Auch Parteichef Werner Kogler wandte sich in der Nacht per elektronischer Post an seine Parteifreunde. „Auch wenn sich lange nicht alle Punkte des Übereinkommens wie ein grünes Wahlprogramm lesen werden: Demokratie heißt auch, Kompromisse nicht zu denunzieren“, appelliert Kogler darin. Der Pakt mit der ÖVP sei zwar noch nicht in allen Punkten fertig ausverhandelt. Aber man habe bereits „selbst bei den größten Unterschieden zwischen ÖVP und Grünen an entscheidenden Stellen gemeinsam Brücken bauen können“.
Der Bundesvorstand muss am Samstag mit einfacher Mehrheit darüber entscheiden, ob das Regierungsübereinkommen und die grüne Ministerliste angenommen wird. Es gibt 188 Delegierte. Jedes Bundesland stellt mindestens neun Mitglieder, abhängig von der Bevölkerungszahl kommen noch weitere dazu. Neben den 188 Delegierten sind aber noch zusätzlich alle Grünpolitiker in Spitzenfunktionen zu laden. Dies umfasst alle Abgeordneten und Regierungspolitiker der Partei auf Bundes-, Landes- und EUEbene. Dazu kommen dann noch die Mitglieder des Bundesvorstands und der grünen Parteiakademie („Bildungswerkstatt“). Insgesamt ergibt das die Zahl von 276 Personen.

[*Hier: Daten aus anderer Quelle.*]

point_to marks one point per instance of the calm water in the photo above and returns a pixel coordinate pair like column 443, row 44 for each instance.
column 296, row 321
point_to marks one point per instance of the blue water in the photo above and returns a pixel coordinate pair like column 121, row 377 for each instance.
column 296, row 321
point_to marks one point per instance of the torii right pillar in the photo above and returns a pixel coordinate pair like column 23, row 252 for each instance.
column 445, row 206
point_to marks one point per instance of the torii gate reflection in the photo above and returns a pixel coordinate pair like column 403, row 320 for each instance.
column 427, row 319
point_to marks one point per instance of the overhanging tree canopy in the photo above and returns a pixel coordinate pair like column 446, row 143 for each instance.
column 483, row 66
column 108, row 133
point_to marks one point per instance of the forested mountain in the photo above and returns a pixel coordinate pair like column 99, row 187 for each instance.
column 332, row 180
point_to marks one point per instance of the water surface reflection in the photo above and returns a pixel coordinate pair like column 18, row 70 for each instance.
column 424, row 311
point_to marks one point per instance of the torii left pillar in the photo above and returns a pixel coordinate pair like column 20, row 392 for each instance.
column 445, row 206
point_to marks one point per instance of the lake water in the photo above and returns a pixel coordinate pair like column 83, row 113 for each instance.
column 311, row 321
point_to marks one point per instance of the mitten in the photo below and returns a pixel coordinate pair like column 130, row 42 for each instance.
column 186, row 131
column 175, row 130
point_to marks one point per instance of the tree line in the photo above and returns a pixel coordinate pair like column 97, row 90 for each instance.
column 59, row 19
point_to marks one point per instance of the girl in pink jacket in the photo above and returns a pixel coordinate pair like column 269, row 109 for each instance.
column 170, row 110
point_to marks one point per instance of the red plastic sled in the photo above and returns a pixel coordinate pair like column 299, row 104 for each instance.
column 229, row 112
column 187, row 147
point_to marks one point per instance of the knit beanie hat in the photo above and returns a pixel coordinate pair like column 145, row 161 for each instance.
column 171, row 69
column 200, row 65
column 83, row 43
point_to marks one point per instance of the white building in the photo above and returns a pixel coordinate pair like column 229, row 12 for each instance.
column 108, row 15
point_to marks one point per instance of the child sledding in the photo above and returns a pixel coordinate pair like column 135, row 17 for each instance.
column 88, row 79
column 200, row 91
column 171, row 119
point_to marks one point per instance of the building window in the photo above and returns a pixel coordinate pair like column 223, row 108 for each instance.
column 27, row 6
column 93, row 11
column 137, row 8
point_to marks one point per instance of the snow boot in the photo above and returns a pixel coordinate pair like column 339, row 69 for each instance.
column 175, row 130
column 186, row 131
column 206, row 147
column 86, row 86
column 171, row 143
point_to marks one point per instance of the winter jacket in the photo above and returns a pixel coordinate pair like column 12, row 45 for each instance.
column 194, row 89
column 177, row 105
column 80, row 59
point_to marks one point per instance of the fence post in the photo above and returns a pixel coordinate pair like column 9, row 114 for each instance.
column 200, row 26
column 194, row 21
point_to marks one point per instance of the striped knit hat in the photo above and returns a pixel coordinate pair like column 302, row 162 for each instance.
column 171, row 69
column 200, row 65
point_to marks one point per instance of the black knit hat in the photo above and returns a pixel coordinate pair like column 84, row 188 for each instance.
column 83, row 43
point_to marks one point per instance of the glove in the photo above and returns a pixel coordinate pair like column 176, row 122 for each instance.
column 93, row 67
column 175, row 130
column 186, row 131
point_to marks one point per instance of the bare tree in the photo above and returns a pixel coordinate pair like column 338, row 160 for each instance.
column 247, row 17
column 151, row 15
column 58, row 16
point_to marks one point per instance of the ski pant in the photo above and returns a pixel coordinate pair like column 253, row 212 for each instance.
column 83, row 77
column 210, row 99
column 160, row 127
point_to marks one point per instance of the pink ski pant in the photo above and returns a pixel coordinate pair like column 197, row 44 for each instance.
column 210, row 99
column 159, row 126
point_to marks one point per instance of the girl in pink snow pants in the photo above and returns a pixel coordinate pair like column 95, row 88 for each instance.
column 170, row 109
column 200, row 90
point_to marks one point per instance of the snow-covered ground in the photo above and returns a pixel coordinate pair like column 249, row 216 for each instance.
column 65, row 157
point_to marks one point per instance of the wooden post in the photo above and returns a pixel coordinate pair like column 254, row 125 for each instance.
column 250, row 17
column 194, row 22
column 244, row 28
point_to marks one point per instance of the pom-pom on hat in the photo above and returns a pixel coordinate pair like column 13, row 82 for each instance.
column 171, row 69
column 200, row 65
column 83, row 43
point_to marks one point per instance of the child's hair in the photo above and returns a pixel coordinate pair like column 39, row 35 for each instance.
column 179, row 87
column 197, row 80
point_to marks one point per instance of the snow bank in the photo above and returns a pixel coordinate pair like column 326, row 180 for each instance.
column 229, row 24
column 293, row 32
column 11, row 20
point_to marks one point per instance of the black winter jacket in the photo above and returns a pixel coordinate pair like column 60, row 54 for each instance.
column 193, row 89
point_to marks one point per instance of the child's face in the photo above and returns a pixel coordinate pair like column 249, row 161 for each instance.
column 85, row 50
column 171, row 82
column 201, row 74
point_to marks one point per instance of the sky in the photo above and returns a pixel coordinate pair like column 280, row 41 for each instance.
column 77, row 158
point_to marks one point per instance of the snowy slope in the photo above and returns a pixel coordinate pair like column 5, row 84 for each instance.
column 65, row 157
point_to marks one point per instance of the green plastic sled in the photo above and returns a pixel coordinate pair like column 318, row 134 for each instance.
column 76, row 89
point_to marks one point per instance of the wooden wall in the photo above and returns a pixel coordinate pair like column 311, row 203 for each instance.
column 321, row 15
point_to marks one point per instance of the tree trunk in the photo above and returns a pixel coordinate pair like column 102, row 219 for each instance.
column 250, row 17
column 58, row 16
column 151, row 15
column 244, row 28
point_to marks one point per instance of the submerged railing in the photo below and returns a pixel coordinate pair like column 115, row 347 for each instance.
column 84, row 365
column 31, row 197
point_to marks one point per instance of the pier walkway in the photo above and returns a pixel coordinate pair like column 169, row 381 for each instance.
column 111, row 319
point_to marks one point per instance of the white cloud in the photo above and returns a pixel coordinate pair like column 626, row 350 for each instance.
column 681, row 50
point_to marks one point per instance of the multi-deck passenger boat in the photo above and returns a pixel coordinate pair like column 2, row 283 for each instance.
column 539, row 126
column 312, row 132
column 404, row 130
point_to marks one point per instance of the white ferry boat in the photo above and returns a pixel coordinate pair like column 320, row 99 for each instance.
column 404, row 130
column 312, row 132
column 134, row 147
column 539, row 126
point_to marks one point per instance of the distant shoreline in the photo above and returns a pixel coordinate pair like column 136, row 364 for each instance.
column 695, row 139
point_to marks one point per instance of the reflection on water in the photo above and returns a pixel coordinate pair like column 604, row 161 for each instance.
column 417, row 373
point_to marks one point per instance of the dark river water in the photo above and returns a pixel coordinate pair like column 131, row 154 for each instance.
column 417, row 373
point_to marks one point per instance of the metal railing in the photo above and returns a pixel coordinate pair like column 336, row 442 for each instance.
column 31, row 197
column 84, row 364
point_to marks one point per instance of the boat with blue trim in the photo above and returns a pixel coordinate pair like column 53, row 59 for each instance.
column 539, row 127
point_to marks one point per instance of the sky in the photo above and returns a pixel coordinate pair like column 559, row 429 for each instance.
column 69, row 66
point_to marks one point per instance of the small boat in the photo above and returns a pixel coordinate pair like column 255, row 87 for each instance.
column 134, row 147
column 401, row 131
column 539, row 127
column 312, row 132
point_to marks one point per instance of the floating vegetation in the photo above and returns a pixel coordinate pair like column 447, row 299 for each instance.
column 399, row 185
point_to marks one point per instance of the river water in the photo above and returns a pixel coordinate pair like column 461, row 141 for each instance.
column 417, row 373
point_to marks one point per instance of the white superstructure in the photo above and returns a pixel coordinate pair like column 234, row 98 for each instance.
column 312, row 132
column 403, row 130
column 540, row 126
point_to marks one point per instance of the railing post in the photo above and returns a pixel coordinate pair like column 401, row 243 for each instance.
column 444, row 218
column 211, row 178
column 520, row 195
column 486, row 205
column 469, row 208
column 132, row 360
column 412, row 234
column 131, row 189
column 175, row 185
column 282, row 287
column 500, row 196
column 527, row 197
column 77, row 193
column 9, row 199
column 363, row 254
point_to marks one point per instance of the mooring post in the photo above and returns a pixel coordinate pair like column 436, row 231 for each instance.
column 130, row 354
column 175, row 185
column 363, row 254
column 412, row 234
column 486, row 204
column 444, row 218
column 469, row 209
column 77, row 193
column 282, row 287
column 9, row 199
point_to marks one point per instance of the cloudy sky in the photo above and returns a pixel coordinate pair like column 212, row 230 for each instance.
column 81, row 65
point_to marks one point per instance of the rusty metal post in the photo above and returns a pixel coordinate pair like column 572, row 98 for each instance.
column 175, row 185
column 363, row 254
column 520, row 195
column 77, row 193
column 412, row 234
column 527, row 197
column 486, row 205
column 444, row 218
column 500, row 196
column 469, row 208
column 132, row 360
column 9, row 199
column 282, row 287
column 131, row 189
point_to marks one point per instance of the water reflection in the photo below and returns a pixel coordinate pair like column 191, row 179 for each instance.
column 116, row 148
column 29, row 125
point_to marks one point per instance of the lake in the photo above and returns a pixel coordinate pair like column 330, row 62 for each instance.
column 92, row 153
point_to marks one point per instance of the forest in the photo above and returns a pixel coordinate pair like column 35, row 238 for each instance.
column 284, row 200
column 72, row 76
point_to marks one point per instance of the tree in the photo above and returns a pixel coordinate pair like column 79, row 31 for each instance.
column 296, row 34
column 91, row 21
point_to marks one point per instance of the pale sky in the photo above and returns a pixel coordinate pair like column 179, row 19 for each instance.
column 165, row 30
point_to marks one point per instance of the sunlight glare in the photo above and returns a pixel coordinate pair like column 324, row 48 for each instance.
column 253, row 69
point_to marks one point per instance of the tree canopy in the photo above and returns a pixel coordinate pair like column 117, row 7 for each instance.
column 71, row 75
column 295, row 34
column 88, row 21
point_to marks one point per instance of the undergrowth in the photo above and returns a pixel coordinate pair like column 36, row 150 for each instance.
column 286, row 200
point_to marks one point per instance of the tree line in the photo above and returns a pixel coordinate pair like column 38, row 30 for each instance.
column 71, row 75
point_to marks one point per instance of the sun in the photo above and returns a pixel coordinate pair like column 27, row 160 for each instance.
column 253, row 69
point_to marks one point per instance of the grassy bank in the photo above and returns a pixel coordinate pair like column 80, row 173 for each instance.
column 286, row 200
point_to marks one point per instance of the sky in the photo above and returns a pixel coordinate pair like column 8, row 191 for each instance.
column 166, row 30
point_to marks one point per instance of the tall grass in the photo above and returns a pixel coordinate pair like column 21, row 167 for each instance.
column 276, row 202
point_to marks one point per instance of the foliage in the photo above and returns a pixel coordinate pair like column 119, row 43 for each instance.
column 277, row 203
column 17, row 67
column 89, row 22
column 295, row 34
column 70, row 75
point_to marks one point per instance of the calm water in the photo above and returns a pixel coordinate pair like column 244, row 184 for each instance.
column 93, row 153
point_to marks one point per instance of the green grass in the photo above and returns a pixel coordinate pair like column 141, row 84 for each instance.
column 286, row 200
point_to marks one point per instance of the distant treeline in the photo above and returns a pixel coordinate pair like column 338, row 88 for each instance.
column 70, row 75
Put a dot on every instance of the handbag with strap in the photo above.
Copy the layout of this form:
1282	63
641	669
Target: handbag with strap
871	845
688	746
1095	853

Mehrheit für Koglers Plan erwartet
Beschlussfähig ist der Bundeskongress, wenn am Samstag zumindest zwei Drittel aller Delegierten anwesend sind. Überdies müssen zumindest sieben der neun Bundesländer vertreten sein.
Man kann aber davon ausgehen, dass am Samstag Vertreter aus allen Bundesländern nach Salzburg kommen werden, um die erste grüne Regierungsbeteiligung auf Bundesebene zu beschließen. Gerechnet wird mit einer klaren Mehrheit für Koglers Linie. Auch wenn die Einladung zum Bundeskongress erst sehr kurzfristig bei den Delegierten eingelangt ist.
Schreiben wir gemeinsam Geschichte – mutig in die Zukunft.